2025-03-27 22:57:31 +01:00
parent 2b75326eac
commit 755fd297bb
70 changed files with 1389 additions and 709 deletions
--- a/_posts/research/2021-03-01-anomalous-sound-features.md
+++ b/_posts/research/2021-03-01-anomalous-sound-features.md
@ -0,0 +1,30 @@
+---
+layout: single
+title: "Anomalous Sound Features"
+categories: research
+tags: anomaly-detection audio-classification deep-learning transfer-learning feature-extraction
+excerpt: "Pretrained networks extract features for anomalous industrial sound detection."
+header:
+  teaser: /assets/figures/8_anomalous_sound_teaser.jpg
+scholar_link: "https://scholar.google.de/citations?user=NODAd94AAAAJ&hl=en"
+---
+
+![Diagram showing features extracted by different pretrained networks visualized in a latent space](\assets\figures\8_anomalous_sound_features.jpg)

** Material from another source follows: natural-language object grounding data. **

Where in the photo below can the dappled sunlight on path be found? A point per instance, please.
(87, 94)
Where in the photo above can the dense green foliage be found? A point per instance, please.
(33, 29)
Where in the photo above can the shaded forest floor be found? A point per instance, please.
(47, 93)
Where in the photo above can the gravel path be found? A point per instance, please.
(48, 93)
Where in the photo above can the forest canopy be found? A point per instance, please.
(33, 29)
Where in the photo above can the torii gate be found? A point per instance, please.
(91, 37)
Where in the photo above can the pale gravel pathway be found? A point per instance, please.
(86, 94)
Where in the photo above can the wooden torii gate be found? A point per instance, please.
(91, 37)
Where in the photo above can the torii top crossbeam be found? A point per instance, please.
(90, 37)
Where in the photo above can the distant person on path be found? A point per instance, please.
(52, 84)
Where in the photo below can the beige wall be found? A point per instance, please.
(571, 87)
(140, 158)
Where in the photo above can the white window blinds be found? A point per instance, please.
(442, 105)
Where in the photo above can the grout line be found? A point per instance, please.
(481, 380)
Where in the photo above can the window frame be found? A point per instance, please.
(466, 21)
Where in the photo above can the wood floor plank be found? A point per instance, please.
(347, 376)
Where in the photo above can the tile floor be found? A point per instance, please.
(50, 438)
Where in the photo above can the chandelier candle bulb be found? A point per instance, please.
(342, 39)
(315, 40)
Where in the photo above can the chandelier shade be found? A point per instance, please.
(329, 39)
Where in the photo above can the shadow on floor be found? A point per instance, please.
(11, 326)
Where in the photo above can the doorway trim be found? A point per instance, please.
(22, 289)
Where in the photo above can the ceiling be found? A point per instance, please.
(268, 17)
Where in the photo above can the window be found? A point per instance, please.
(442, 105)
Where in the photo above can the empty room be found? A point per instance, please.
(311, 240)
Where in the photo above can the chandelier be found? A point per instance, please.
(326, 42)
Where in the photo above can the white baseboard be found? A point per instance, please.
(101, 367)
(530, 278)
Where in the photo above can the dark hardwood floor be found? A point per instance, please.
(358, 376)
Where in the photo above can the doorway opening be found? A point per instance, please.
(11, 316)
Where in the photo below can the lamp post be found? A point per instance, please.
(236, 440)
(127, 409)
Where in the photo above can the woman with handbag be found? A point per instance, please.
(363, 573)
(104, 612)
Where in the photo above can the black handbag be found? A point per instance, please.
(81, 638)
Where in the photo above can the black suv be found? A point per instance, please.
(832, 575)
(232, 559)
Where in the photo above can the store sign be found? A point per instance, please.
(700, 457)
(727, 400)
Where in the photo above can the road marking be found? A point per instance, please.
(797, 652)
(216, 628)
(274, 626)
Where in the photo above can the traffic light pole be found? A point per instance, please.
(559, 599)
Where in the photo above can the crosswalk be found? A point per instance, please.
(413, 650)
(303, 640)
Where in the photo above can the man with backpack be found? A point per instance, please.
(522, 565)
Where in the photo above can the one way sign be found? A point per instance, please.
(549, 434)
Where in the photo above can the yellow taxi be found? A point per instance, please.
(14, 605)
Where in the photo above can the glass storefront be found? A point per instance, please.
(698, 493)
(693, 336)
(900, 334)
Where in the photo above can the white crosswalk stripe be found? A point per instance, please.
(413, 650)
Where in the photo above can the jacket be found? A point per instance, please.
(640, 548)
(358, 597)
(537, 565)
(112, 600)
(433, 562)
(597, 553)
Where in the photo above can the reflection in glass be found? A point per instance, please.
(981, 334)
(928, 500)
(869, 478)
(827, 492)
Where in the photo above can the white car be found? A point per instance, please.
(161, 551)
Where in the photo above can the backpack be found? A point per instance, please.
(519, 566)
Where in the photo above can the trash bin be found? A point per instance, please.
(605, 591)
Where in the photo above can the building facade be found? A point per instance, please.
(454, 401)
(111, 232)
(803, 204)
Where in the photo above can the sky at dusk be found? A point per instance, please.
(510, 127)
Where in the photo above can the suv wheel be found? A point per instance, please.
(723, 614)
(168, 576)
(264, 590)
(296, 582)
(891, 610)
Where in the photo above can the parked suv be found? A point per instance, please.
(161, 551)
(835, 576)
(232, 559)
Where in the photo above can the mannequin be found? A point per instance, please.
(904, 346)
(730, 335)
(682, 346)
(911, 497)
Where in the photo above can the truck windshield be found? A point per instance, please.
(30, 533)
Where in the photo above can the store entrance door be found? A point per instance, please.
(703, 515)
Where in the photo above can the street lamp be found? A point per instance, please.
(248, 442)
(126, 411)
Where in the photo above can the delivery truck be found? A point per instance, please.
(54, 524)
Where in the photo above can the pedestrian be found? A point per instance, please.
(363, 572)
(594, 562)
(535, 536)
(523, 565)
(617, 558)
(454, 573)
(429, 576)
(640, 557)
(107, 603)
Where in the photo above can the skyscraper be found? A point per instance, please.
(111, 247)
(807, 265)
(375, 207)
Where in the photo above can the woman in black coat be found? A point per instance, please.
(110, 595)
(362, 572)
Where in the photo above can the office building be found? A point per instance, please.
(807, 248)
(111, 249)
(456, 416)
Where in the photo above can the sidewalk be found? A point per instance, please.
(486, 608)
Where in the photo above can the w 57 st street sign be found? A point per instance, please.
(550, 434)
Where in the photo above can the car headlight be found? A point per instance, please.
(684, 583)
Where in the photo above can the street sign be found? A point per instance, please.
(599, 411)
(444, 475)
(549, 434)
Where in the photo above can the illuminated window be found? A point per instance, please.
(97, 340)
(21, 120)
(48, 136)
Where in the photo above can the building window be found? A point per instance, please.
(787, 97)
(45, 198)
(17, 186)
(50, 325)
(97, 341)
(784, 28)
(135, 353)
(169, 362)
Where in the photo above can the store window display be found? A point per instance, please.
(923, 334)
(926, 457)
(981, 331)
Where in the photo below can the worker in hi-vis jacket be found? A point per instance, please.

+{:style="display:block; width:40%" .align-right}
+
+Detecting anomalous sounds, particularly in industrial settings, is crucial for predictive maintenance and safety. This often involves unsupervised or semi-supervised approaches where models learn a representation of 'normal' sounds. This research explores the effectiveness of leveraging **transfer learning** for this task by using **pretrained deep neural networks** as fixed feature extractors.
+
+The core methodology involves:
+1.  Taking pretrained networks trained on large datasets from various domains.
+2.  Using these networks to extract high-level, potentially semantically rich feature vectors from audio signals (specifically, industrial machine noises relevant to challenges like DCASE - Detection and Classification of Acoustic Scenes and Events).
+3.  Modeling the distribution of features extracted from 'normal' sounds using a **Gaussian Mixture Model (GMM)**.
+4.  Identifying anomalous sounds as those whose extracted features have low likelihood under the learned normality model.
+
+A key aspect of this study was comparing feature extractors pretrained on distinctly different domains:
+*   **Images** (e.g., models trained on ImageNet)
+*   **Environmental Sounds** (e.g., models trained on AudioSet or ESC-50)
+*   **Music** (e.g., models trained on music tagging datasets)
+
+These were evaluated alongside a baseline autoencoder trained directly on the target machine sound data.
+
+Surprisingly, the results indicated that features derived from networks pretrained on **music data** often yielded the best performance in detecting anomalous industrial sounds, frequently surpassing features from environmental sound models and the autoencoder baseline. This counter-intuitive finding suggests that direct domain similarity between the pretraining dataset and the target application data is not necessarily the primary factor determining the utility of transferred features for anomaly detection. {% cite muller2020analysis %}